Differentiable and Stable Long-Range Tracking of Multiple Posterior Modes
This addresses the problem of robust multimodal tracking in AI/robotics, offering a novel solution with strong empirical gains.
The paper tackles the problem of tracking multiple posterior modes in high-dimensional observations like images by developing a discriminative particle filter that learns particle-based representations of uncertainty via deep neural network encoders. The result is a method that achieves dramatic improvements in accuracy and stability on challenging tracking and robot localization problems.

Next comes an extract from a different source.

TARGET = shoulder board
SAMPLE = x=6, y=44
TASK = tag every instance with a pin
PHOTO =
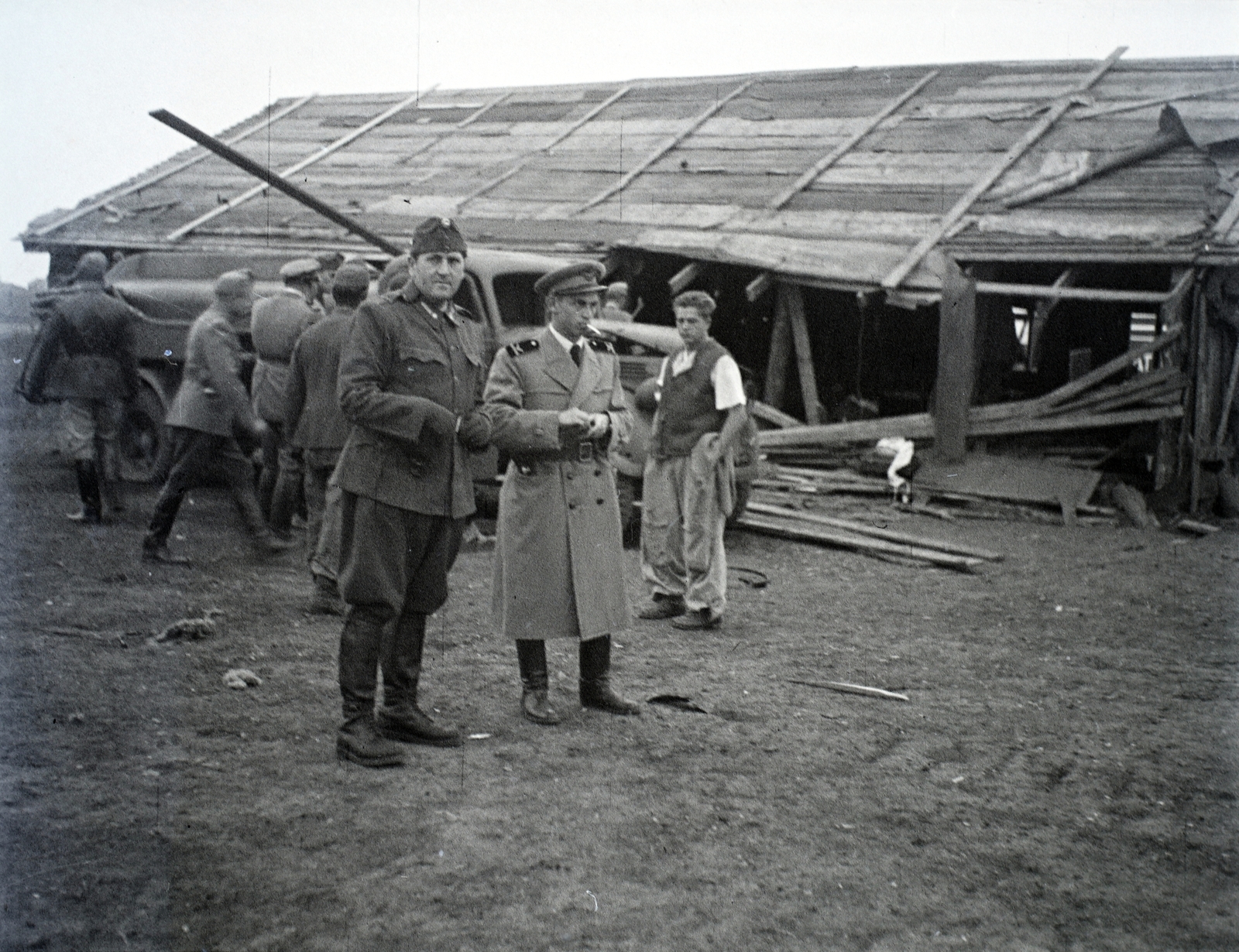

Particle filters flexibly represent multiple posterior modes nonparametrically, via a collection of weighted samples, but have classically been applied to tracking problems with known dynamics and observation likelihoods. Such generative models may be inaccurate or unavailable for high-dimensional observations like images. We instead leverage training data to discriminatively learn particle-based representations of uncertainty in latent object states, conditioned on arbitrary observations via deep neural network encoders. While prior discriminative particle filters have used heuristic relaxations of discrete particle resampling, or biased learning by truncating gradients at resampling steps, we achieve unbiased and low-variance gradient estimates by representing posteriors as continuous mixture densities. Our theory and experiments expose dramatic failures of existing reparameterization-based estimators for mixture gradients, an issue we address via an importance-sampling gradient estimator. Unlike standard recurrent neural networks, our mixture density particle filter represents multimodal uncertainty in continuous latent states, improving accuracy and robustness. On a range of challenging tracking and robot localization problems, our approach achieves dramatic improvements in accuracy, while also showing much greater stability across multiple training runs.